Customising a Chatbot with Fine Tuning and Hugging Face Pretrained Models

In this article, we will fine-tune a model using Hugging Face transformers to create a better chat bot for question answering

Pranath Fernando


March 25, 2023

1 Introduction

In a previous article we saw how to use the pipeline objects to use pre-trained transformer models to create a chatbot.
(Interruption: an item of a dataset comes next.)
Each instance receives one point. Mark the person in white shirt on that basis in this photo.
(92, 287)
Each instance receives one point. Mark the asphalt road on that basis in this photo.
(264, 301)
We saw there that the model didn’t always output the desired answers to a series of precise questions for a context related to the history of comic books.

In this article, we will fine-tune the model from that article to give better answers for that type of context. To do that, we’ll be using the TyDi QA dataset but on a filtered version with only English examples. Additionally, we will use a lot of the tools that Hugging Face has to offer.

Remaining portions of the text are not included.